Muitos de nós pedimos mais acampamentos, mais cursos práticos, mais oportunidades de viver intensamente o escutismo. Reclamamos, e muitas vezes reclamamos muito! Mas quando chega o momento de nos formarmos, de nos capacitarmos, de dar o exemplo aos que nos seguem… quantas vezes preferimos permanecer no conforto, escondidos na rotina?
Um dirigente que não se forma é como um guia sem bússola:
pode aparentar que lidera, mas conduz o seu grupo à deriva. A irmandade
escutista não é uma loja onde se “consomem” experiências; é uma verdadeira
oficina, onde todos trabalhamos, aprendemos e contribuímos para um bem comum.

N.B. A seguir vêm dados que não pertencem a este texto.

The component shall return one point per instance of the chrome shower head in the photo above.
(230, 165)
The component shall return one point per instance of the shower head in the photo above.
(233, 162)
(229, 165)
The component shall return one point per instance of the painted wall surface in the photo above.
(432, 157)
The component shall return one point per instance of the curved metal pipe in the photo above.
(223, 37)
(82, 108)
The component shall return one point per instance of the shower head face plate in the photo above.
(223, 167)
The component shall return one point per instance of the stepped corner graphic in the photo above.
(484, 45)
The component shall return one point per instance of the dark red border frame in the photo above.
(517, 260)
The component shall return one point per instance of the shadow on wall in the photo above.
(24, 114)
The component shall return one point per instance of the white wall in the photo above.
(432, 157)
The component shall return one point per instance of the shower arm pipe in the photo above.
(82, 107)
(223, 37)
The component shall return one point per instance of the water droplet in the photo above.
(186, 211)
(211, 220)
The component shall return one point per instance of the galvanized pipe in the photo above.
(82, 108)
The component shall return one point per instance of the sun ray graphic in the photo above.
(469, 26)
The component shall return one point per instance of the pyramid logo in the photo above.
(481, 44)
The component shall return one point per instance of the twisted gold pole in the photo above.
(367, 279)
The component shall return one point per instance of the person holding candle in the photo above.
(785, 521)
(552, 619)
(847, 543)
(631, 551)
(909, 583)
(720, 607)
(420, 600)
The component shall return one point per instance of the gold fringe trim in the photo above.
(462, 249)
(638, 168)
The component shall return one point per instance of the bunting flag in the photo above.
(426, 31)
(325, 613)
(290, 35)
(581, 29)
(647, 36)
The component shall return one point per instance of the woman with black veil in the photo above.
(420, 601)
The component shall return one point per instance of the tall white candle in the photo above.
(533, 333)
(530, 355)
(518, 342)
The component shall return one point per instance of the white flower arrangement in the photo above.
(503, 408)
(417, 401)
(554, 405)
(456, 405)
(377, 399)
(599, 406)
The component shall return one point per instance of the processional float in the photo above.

A corresponsabilidade não é apenas uma palavra bonita para
discursos: é uma atitude. Se pedes, também tens de dar; se recebes, também
deves construir; se esperas, também precisas de agir.
O escutismo floresce quando cada adulto reconhece que
continua a ser aprendiz. Não se trata apenas do que exigimos, mas do que
estamos dispostos a oferecer. Não se mede pelo que já sabemos, mas pela
abertura que temos para aprender sempre mais.
Porque todos somos corresponsáveis por esta irmandade: cada
mão que se estende, cada voz que se faz ouvir, cada ação — por pequena que
pareça — mantém acesa a fogueira que ilumina o caminho dos nossos jovens.
E a pergunta é clara, sem espaço para evasivas:
Vais ser parte do fogo que inspira… ou da água que o apaga?
Conta-nos: no teu agrupamento ou na tua unidade, já se
refletiu sobre o verdadeiro sentido da corresponsabilidade? Estamos a construir
juntos ou a cair na tentação de exigir sem assumir? O desafio está lançado.
O futuro do escutismo depende da coragem com que cada um de
nós escolhe sair da zona de conforto.